Customer-Caused Problems
It is especially important to fail as early as possible for cases that involve invalid input coming from the consumer of your service. If you know that there are limits to what your service can do reasonably, check for those limits as early as possible.
Example 10-3 . A real-world resource wasting
At a company I once worked with, there was an account service that was having performance problems. The service began slowing down and slowing down until it was mostly unusable.
After digging into the problem, we discovered that someone had sent the account service a bad request. Someone had asked the account service to get a list of 100,000 customer accounts, with all the account details.
Now, there is no legitimate business use case for this to have happened (in this context), so the request itself was obviously an invalid request. The value 100,000 was way out of range of rational numbers to provide as input to this request.
However, the account service dutifully attempted to process the request...and processed...and processed...and processed...
The service eventually failed because it did not have enough resources to complete such a large request. It stopped after processing a few thousand accounts and returned a simple error message.
The calling service, the one that generated the invalid request, saw the failure message and decided that it should just retry the request. And retry. And retry. And retry.
The account service repeatedly processed thousands of accounts only to have those results thrown away in a failure message. But it did this over and over and over again.
The repeated failed requests consumed large quantities of available resources. It consumed so many resources that legitimate requests to the service began to back up, and eventually fail.
In Example 10-3, a simple check early on in the account service’s processing of the request (such as a check to ensure that the requested number of accounts was of a reasonable size) could have avoided the excessive and ultimately wasted consumption of resources. Additionally, if the error message returned indicated that the error was permanent and caused by an invalid argument, the calling service could have seen the “permanent error” indicator and not attempted retries that it knew would fail.
Provide service limits
A corollary to this story is to always provide service limits.
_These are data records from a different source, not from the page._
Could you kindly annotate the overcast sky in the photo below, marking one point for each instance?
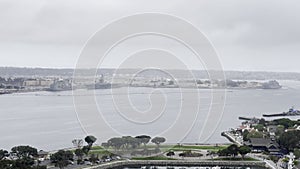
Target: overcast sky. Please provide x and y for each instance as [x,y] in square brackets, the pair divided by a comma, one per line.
[257,35]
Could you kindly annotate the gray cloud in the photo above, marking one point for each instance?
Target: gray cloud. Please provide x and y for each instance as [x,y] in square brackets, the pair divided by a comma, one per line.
[251,34]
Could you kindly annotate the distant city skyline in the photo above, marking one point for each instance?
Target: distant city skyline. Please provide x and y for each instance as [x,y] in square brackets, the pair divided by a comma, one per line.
[249,35]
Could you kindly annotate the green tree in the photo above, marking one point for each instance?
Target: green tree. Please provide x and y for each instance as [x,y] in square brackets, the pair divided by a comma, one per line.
[290,140]
[116,142]
[61,158]
[245,135]
[3,153]
[233,150]
[243,150]
[144,139]
[260,127]
[158,140]
[90,140]
[255,134]
[79,153]
[297,153]
[24,152]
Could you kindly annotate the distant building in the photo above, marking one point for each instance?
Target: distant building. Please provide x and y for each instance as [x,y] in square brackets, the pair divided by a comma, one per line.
[264,145]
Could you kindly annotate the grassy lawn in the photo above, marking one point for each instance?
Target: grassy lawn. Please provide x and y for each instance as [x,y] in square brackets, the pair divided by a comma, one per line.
[153,158]
[198,147]
[235,159]
[164,148]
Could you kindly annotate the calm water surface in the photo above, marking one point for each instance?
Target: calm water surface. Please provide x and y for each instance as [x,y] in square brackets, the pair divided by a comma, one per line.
[48,120]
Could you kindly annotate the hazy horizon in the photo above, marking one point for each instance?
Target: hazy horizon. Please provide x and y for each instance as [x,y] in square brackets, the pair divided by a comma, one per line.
[248,35]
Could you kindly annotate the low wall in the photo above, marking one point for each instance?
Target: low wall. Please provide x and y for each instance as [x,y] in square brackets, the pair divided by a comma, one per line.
[138,163]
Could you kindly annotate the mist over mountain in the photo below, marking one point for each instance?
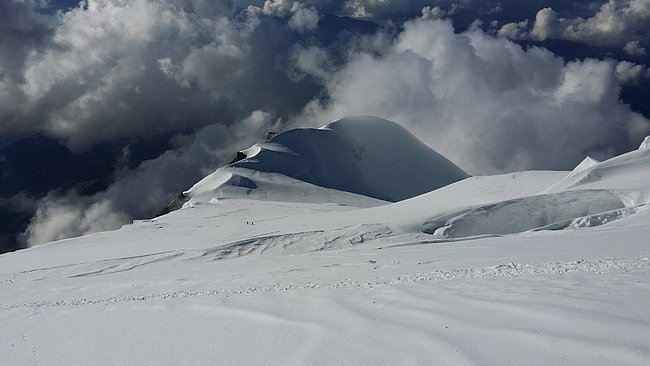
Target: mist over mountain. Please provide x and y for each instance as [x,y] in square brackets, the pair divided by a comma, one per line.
[121,94]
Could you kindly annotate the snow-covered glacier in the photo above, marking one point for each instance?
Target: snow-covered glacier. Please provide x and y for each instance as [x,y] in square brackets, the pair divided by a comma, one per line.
[355,244]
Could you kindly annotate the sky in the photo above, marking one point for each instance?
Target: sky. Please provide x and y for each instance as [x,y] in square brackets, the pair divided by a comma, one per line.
[495,86]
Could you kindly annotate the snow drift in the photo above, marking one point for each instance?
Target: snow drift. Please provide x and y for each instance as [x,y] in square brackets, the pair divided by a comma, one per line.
[367,156]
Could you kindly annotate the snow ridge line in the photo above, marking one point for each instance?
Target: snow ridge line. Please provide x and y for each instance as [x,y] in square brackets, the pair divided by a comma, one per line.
[598,266]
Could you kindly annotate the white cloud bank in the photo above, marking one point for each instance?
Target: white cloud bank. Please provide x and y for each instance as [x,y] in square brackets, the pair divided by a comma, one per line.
[113,69]
[485,102]
[617,23]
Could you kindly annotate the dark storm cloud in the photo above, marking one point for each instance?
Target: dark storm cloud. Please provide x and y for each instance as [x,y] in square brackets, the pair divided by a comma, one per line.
[220,74]
[114,69]
[486,102]
[615,23]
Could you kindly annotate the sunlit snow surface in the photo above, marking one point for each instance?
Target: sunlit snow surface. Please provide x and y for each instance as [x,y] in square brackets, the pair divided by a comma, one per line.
[530,268]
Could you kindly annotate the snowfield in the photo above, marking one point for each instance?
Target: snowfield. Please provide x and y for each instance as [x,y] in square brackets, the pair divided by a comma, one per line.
[351,244]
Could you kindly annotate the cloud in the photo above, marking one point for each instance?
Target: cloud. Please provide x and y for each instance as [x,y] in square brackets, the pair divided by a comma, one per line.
[634,48]
[111,70]
[615,24]
[143,191]
[631,73]
[487,103]
[220,76]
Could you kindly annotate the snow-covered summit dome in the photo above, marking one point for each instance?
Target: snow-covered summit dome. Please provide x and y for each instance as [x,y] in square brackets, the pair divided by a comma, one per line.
[363,155]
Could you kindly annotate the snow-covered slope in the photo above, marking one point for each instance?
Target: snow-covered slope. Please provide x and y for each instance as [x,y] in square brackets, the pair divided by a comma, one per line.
[364,155]
[532,268]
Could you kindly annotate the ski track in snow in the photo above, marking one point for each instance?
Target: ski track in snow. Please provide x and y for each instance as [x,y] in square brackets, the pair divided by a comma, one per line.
[502,270]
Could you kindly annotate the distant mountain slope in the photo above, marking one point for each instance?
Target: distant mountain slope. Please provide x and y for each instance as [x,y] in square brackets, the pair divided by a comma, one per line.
[367,156]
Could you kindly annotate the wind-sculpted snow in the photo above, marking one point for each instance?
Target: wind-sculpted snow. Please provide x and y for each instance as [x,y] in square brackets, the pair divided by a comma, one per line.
[547,211]
[258,267]
[598,266]
[368,156]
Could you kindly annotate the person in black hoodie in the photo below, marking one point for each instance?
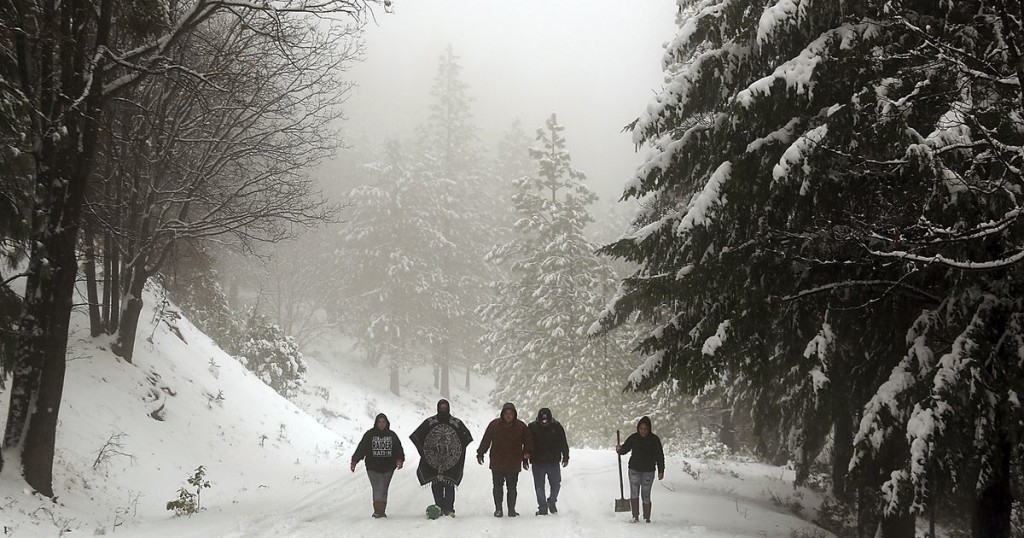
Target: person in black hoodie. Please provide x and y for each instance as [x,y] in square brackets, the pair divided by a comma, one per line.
[441,442]
[382,448]
[550,449]
[647,455]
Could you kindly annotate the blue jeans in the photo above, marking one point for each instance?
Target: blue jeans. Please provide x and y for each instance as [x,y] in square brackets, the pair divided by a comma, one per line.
[443,496]
[554,474]
[640,484]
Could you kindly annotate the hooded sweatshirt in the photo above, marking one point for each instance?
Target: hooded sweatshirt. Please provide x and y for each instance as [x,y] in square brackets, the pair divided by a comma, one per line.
[647,452]
[510,443]
[550,445]
[441,442]
[382,449]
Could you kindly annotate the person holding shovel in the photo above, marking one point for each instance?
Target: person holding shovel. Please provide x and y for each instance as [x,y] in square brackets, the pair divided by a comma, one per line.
[647,454]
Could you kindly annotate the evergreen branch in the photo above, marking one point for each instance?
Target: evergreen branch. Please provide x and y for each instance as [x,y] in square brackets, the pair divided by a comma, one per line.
[863,283]
[954,263]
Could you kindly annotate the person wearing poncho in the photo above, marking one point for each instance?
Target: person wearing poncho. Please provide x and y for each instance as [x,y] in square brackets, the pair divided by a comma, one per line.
[441,442]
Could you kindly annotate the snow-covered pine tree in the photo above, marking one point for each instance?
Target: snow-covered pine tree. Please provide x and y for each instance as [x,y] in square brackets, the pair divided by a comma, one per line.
[394,251]
[815,168]
[468,210]
[538,321]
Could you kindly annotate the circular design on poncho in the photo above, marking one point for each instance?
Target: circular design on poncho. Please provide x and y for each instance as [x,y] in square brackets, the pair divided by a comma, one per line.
[442,449]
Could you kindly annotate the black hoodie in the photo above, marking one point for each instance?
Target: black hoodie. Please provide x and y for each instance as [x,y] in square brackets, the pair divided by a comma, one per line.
[550,445]
[647,452]
[382,449]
If you know your service can’t handle retrieving more than, say, 5,000 accounts at a time, state that limit in your service contract and test and fail any request that is outside that limit.
Summary
Garbage in, garbage out is a problematic way of dealing with errors, as it passes responsibility for recognizing a bad result on to other services that may not be able to make effective decisions. Bad data should be detected as early as possible and handled appropriately. Additionally, services should always act in a dependable and understandable manner, even in failure conditions. They should never generate garbage or non-understandable results.